L’Indomptée : les fantômes de Lucienne Heuvelmans
Sortie le 15 février 2017. Durée : 1h38.
Fascinée par la Villa Médicis depuis son adolescence, Caroline Deruas a choisi d’en faire le théâtre de son premier long-métrage en tant que réalisatrice. Celle qui a réalisé plusieurs courts et coécrit les derniers films de Philippe Garrel (d’Un été brûlant à L’Amant d’un jour, qui devrait sortir en cours d’année 2017) fut également pensionnaire de l’Académie de France à Rome au cours de la saison 2011-2012. Aujourd’hui encore, la cinéaste semble être hantée par cet endroit si mythique au sein duquel elle semble avoir laissé un peu d’elle-même, à la manière des centaines d’artistes qui ont eu le privilège de la précéder. Certains lieux vous rendent plus perméables et s’insinuent en vous, à tel point que l’on n’en revient jamais vraiment : c’est le sentiment que donne la réalisatrice, et c’est également ce que semblent vivre certains des personnages qu’elle décrit.
En cela, L’Indomptée relève sur le papier de la plus troublante des mises en abyme : Camille Peano, écrivaine jouée par Clotilde Hesme, débarque à la villa pour tenter de mettre fin à trois ans d’improductivité totale, accompagnée d’un mari plus vieux qu’elle (Tchéky Karyo), auteur renommé qui ne pourrait, même s’il le voulait, rester dans son ombre. Le projet d’écriture de Camille : un livre autour de Lucienne Heuvelmans, peintre et sculptrice qui fut la première femme à intégrer la Villa Médicis en 1911. Une femme écrit sur une femme qui écrit sur une femme : décrit comme cela, le dispositif apparaîtrait presque comme simpliste ; c’est sans compter sur les grains de sable narratifs et architecturaux qui viennent sciemment gripper la machine.
L’élément perturbateur, c’est Axèle, la fameuse indomptée du titre, dont le portrait est vite tracé : impétueuse, animale, elle n’est que fulgurances et excès.

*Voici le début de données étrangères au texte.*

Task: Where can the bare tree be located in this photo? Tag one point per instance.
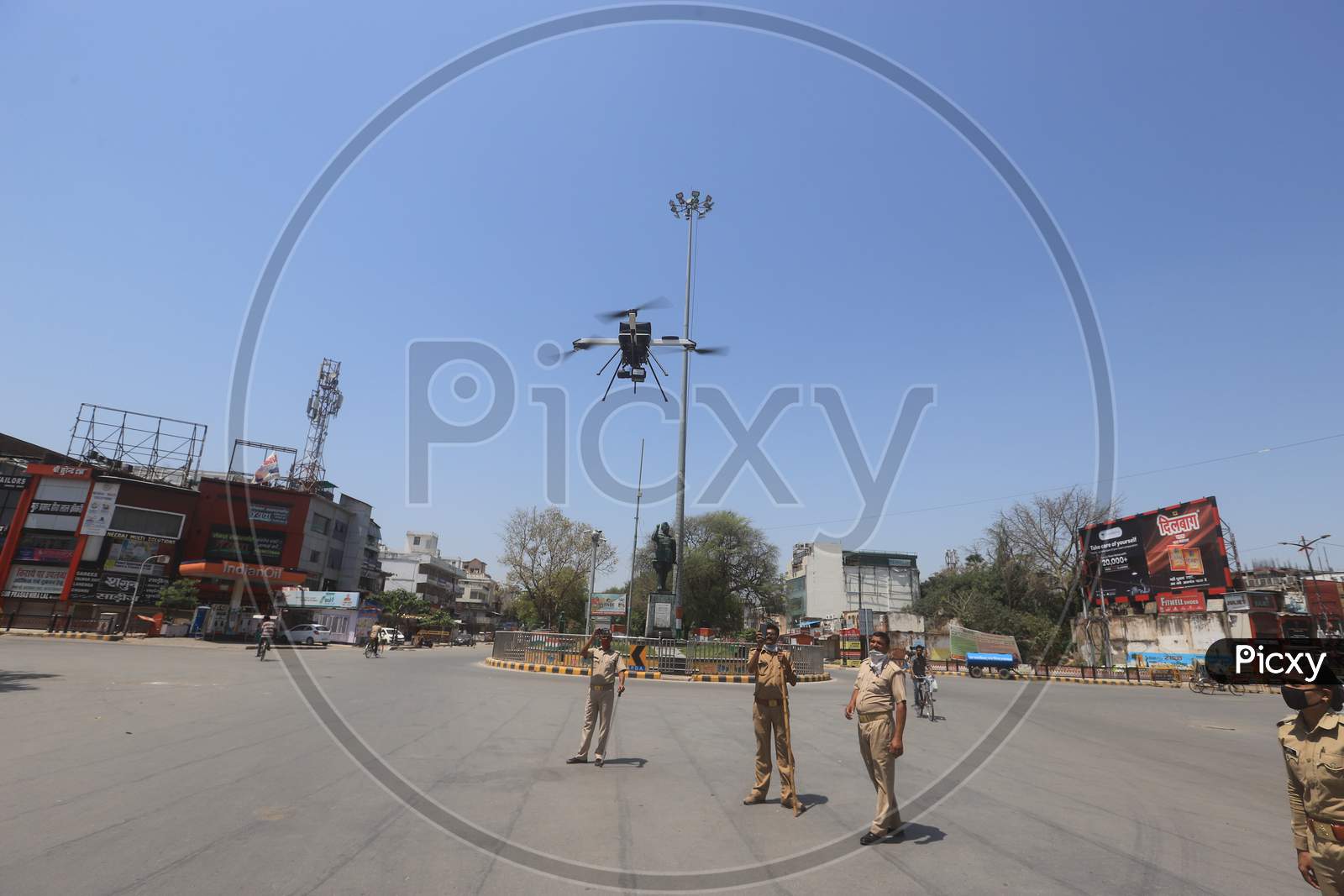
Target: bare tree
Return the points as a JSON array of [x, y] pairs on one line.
[[1042, 535], [549, 558]]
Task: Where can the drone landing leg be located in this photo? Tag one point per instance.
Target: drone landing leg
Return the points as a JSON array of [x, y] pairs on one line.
[[656, 378], [611, 380]]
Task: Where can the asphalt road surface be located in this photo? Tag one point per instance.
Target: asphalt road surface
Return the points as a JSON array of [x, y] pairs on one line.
[[176, 768]]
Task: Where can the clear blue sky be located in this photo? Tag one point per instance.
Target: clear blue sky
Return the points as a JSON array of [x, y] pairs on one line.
[[1189, 152]]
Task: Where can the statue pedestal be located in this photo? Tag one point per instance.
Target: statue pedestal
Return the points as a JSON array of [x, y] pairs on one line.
[[660, 621]]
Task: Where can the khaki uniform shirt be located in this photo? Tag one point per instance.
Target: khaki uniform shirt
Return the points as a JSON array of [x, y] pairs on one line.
[[1315, 763], [605, 665], [770, 678], [879, 691]]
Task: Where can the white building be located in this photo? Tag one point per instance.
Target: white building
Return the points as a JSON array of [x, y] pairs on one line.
[[826, 580], [423, 570]]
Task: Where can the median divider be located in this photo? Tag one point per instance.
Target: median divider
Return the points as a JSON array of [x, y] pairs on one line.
[[558, 671], [78, 636]]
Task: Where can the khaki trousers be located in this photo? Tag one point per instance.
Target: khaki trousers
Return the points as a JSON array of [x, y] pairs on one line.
[[1327, 862], [766, 719], [597, 712], [874, 739]]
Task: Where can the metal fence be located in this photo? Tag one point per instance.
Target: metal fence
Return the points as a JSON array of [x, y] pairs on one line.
[[667, 656]]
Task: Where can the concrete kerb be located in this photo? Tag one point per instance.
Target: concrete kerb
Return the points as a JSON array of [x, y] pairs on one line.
[[78, 636]]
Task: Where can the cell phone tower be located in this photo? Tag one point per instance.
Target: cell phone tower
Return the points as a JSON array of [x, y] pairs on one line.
[[309, 473]]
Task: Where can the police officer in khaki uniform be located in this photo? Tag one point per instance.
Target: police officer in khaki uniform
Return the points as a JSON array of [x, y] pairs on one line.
[[1314, 752], [878, 691], [606, 667], [773, 669]]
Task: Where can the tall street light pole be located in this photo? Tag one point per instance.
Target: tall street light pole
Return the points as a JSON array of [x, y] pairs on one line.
[[588, 604], [134, 595], [691, 210]]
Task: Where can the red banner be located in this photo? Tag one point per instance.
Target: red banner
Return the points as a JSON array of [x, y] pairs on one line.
[[1189, 602]]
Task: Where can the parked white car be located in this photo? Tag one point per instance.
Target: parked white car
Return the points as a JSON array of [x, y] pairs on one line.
[[309, 633]]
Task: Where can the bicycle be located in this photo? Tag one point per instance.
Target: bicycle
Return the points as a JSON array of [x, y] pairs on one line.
[[1203, 684], [925, 699]]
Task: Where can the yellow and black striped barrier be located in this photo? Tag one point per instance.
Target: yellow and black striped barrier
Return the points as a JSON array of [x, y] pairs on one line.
[[80, 636], [748, 680], [558, 671]]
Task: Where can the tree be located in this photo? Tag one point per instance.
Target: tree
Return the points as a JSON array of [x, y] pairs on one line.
[[549, 558], [401, 604], [1042, 535], [729, 567], [181, 595]]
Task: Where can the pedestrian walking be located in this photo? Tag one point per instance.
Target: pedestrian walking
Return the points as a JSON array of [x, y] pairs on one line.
[[1312, 739], [878, 691], [608, 672], [773, 671]]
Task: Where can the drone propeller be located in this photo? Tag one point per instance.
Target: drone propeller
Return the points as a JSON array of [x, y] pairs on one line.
[[662, 301]]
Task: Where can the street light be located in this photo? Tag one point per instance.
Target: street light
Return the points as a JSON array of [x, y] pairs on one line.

Quelques plans sur le personnage suffisent à Caroline Deruas pour faire d’emblée dévier la trajectoire du film, lequel se débarrasse ainsi de son statut de cousin romain et féminin des Amitiés maléfiques, thriller littéraire d’Emmanuel Bourdieu. Un bref ralenti, un filtre rouge façon giallo, et le ton est donné : L’Indomptée, au-delà de sa réflexion sur la création, ne sera qu’affaire de spectres. Celui de Lucienne Heuvelmans, dont la personnalité et l’histoire ont marqué les lieux, mais aussi tous ceux qui rôdent dans la Villa, fantômes des anciens pensionnaires ou résidus de leurs frustrations.

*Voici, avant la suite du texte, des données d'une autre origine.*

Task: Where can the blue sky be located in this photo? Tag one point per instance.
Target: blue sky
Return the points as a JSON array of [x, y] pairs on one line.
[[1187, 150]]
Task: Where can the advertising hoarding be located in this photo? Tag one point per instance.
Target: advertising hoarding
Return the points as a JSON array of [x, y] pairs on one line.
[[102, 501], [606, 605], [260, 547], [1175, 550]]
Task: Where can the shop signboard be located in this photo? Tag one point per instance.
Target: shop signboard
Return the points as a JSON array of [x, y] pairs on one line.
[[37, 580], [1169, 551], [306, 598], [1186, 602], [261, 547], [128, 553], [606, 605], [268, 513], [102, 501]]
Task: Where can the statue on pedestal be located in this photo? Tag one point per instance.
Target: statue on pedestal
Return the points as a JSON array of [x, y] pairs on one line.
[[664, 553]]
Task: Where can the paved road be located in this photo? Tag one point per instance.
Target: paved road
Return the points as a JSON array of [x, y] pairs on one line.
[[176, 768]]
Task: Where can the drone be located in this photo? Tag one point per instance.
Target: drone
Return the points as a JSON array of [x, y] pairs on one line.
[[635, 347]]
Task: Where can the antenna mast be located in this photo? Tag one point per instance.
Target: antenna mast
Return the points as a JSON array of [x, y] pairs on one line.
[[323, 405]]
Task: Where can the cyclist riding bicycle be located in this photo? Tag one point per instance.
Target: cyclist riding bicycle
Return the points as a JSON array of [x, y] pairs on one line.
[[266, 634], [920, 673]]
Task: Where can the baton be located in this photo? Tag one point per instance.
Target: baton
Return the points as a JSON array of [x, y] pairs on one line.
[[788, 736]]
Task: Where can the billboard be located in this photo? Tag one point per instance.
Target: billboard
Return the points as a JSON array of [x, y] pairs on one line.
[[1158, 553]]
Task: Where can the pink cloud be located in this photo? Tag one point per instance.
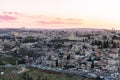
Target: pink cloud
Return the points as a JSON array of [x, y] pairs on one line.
[[50, 22], [7, 18], [61, 21], [8, 12], [73, 19]]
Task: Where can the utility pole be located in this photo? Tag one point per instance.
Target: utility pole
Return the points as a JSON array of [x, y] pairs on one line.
[[119, 60]]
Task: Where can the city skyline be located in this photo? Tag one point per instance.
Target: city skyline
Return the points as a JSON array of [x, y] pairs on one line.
[[59, 14]]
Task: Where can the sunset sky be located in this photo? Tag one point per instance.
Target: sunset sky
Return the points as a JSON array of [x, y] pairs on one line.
[[60, 14]]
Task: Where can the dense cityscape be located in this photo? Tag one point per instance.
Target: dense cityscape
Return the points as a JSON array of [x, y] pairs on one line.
[[91, 53]]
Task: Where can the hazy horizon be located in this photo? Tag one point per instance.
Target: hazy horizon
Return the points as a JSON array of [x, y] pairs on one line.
[[60, 14]]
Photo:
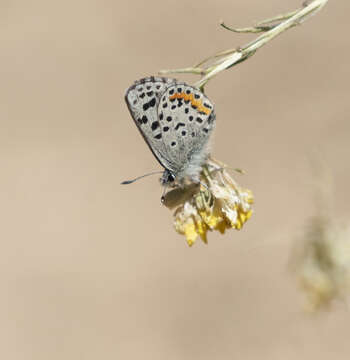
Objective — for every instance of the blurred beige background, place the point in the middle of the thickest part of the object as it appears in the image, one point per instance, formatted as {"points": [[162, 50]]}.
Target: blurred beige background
{"points": [[94, 270]]}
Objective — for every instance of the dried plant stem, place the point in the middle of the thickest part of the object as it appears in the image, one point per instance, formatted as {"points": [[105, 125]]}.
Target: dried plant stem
{"points": [[270, 29]]}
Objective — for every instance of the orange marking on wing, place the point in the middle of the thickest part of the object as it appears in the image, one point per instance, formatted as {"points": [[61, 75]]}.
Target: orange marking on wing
{"points": [[190, 97]]}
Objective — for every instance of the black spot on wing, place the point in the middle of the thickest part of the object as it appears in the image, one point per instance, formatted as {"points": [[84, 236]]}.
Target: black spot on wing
{"points": [[154, 125], [178, 125]]}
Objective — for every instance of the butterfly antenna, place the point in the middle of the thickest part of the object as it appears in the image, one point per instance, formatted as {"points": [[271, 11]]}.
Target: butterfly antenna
{"points": [[126, 182]]}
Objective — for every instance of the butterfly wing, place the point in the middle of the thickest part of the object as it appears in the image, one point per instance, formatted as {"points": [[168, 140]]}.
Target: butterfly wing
{"points": [[186, 118], [142, 99]]}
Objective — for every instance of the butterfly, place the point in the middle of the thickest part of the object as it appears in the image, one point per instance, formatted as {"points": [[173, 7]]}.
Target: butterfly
{"points": [[176, 121]]}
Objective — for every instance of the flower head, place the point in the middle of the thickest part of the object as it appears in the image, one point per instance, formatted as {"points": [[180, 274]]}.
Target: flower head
{"points": [[322, 263], [217, 203]]}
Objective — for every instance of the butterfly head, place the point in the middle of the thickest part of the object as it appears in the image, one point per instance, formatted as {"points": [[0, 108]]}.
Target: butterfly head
{"points": [[167, 178]]}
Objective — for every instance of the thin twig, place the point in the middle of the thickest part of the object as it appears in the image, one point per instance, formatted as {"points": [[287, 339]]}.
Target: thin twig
{"points": [[211, 66]]}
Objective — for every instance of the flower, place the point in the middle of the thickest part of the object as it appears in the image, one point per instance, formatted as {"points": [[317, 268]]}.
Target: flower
{"points": [[322, 262], [217, 203]]}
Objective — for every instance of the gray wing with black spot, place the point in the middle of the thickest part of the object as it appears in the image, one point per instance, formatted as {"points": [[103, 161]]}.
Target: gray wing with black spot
{"points": [[142, 99], [187, 119]]}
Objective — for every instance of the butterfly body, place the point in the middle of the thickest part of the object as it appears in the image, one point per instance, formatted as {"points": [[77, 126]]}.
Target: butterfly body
{"points": [[176, 121]]}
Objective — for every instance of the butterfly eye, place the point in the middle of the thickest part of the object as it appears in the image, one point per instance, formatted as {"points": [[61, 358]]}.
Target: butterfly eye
{"points": [[171, 177]]}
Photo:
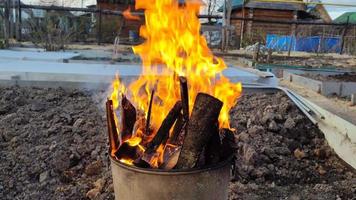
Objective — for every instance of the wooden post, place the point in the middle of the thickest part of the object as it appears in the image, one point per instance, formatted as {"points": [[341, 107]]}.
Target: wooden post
{"points": [[344, 31], [293, 32], [353, 99], [249, 24], [242, 28], [18, 20], [7, 23], [99, 27]]}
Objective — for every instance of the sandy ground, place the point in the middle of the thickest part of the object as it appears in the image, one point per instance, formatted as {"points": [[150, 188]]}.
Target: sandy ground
{"points": [[340, 107], [53, 145]]}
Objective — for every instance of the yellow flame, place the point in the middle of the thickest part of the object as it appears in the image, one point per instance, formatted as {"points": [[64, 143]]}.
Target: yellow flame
{"points": [[127, 161], [174, 47]]}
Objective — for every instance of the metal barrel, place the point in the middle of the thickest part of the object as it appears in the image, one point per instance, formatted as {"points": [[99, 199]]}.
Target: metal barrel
{"points": [[209, 183]]}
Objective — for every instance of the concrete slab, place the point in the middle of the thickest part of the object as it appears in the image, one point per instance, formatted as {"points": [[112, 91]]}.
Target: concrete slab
{"points": [[36, 55], [25, 71], [326, 88]]}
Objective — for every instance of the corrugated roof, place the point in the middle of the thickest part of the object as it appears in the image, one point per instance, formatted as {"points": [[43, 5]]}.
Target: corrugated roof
{"points": [[343, 18], [237, 4], [276, 6]]}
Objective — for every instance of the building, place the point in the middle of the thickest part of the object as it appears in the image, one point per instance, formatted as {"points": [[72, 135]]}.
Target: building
{"points": [[126, 29], [274, 11]]}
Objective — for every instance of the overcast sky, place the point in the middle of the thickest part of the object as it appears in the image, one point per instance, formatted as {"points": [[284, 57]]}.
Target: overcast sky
{"points": [[334, 11]]}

L’arc narratif d’Axèle (Jenna Thiam, flamboyante révélation de la série Les Revenants) fait le pont entre l’histoire de Camille Peano et celui de Lucienne Heuvelmans. Comme la première, elle souffre d’une crise de créativité et fait les frais de sa relation avec un homme plus âgé qui la vampirise pour mieux la recracher. Et c’est avec le corps et l’esprit de la seconde qu’elle converge peu à peu après avoir l’avoir interprétée de façon théâtrale pour faire renaître l’inspiration de Camille. Au fond, Axèle est un fantôme qui hante un autre fantôme. Écrit par trois auteures, dominé par trois figures féminines, L’Indomptée interroge le rapport des femmes artistes à la création dans un monde baignant dans le patriarcat. Le trait n’a guère besoin d’être forcé pour que les hommes du film apparaissent pour la plupart comme des lâches, des sangsues, des monstres misogynes persuadés que les femmes n’ont pas le même besoin viscéral de créer qu’eux.

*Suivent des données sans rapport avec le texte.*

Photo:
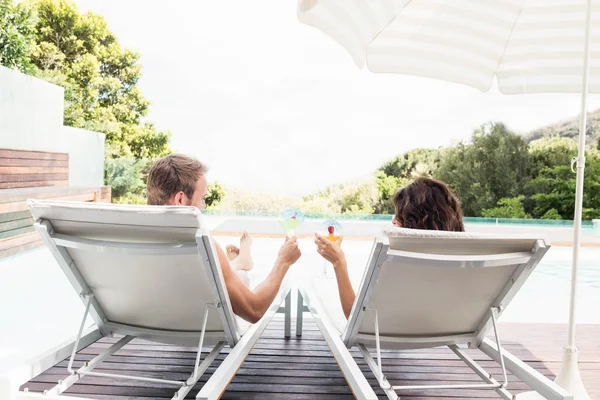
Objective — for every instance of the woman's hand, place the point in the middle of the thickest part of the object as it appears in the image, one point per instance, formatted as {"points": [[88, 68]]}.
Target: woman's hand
{"points": [[332, 252]]}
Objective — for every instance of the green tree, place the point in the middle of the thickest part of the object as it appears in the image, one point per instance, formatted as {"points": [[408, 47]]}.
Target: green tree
{"points": [[215, 195], [387, 187], [17, 35], [495, 165], [554, 188], [126, 176], [551, 214], [100, 78], [413, 163], [507, 208]]}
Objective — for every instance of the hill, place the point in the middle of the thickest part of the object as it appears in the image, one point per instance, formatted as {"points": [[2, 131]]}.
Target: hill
{"points": [[570, 128]]}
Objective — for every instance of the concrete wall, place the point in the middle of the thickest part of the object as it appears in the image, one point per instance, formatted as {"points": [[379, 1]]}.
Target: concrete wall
{"points": [[31, 118]]}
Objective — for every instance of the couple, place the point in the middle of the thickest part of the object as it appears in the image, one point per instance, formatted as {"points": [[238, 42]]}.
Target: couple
{"points": [[179, 180]]}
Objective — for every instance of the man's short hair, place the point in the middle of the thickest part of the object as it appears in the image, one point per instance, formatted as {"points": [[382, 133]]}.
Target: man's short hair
{"points": [[173, 174]]}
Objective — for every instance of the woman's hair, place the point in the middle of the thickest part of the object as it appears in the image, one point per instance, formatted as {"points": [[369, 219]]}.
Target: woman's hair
{"points": [[429, 205]]}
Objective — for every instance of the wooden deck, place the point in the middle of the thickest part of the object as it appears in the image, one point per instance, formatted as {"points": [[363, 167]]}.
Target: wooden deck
{"points": [[304, 368]]}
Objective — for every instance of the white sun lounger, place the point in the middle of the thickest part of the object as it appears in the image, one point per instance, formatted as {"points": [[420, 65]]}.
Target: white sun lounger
{"points": [[424, 289], [147, 272]]}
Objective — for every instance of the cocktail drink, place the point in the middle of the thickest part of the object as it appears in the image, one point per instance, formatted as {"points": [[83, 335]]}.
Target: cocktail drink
{"points": [[333, 235], [291, 220]]}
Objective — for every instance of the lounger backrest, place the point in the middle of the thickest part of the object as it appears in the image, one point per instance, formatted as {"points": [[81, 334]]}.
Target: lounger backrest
{"points": [[429, 286], [152, 270]]}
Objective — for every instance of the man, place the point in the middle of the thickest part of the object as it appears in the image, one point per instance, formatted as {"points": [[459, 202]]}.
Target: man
{"points": [[179, 180]]}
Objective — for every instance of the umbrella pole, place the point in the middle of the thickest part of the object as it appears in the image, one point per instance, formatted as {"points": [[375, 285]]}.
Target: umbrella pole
{"points": [[569, 377]]}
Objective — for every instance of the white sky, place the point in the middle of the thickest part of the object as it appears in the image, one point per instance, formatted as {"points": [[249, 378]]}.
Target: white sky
{"points": [[276, 106]]}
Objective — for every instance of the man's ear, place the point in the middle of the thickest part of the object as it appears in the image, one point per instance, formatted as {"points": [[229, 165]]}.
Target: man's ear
{"points": [[178, 199]]}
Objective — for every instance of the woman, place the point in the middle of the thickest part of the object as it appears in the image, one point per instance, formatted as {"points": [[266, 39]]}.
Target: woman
{"points": [[423, 204]]}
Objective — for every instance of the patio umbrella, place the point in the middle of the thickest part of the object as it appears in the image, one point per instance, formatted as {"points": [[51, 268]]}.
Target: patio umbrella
{"points": [[528, 46]]}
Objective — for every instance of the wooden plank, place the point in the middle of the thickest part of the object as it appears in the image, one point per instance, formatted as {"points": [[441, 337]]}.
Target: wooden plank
{"points": [[16, 232], [19, 249], [21, 194], [21, 205], [298, 368], [34, 177], [23, 162], [15, 216], [33, 170], [33, 155], [20, 240], [15, 224], [13, 185]]}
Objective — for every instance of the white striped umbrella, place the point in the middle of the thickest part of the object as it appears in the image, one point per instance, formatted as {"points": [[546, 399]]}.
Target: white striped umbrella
{"points": [[528, 46]]}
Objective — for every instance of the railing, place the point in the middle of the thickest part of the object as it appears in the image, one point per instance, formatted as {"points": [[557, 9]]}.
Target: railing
{"points": [[387, 217]]}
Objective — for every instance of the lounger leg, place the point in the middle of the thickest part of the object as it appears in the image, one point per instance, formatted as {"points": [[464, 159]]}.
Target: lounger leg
{"points": [[530, 376], [220, 379], [483, 374], [376, 370], [361, 388], [288, 316], [299, 314]]}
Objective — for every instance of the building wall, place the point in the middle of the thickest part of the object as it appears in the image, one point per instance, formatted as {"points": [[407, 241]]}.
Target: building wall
{"points": [[31, 118]]}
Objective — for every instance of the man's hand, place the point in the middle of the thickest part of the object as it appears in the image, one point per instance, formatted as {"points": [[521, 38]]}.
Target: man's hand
{"points": [[289, 253], [332, 252]]}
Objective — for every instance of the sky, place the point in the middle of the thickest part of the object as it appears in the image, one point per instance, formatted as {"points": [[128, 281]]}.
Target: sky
{"points": [[275, 106]]}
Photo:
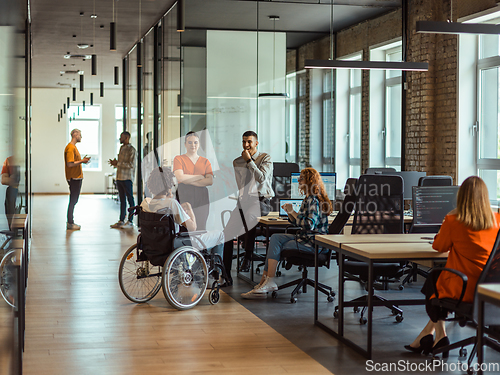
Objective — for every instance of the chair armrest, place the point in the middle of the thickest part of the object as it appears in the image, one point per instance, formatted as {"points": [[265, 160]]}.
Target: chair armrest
{"points": [[434, 275]]}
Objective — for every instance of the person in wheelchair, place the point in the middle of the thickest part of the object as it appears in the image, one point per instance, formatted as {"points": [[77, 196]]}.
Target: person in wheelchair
{"points": [[468, 234], [160, 183], [312, 216]]}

Reste que L’Indomptée vaut davantage par ses intentions que par sa façon alambiquée de les exploiter. À trop hésiter entre le film de fantômes, le drame passionnel et le petit traité de philosophie sauce Desplechin, Caroline Deruas fait du surplace. Les hésitations des scénaristes ne sont que renforcées par les approximations stylistiques d’une cinéaste qui ne lésine ni sur les effets ni sur la musique là où un brin de suggestion n’aurait pas nui. Visuellement aussi, le film souffre d’un terrible manque d’homogénéité, comme si la photographie avait été assurée par plusieurs personnes (après vérification, une seule directrice de la photo est bel et bien créditée). Malgré ses belles ambitions et ses actrices si lumineuses, L’Indomptée crée autant de circonspection et de frustration qu’un dessin d’enfant dont une partie serait joliment soignée et l’autre totalement gribouillée. La mémoire de Lucienne Heuvelmans méritait sans doute mieux, même si le simple fait que le film nous apprenne ou nous rappelle son existence est déjà une qualité primordiale.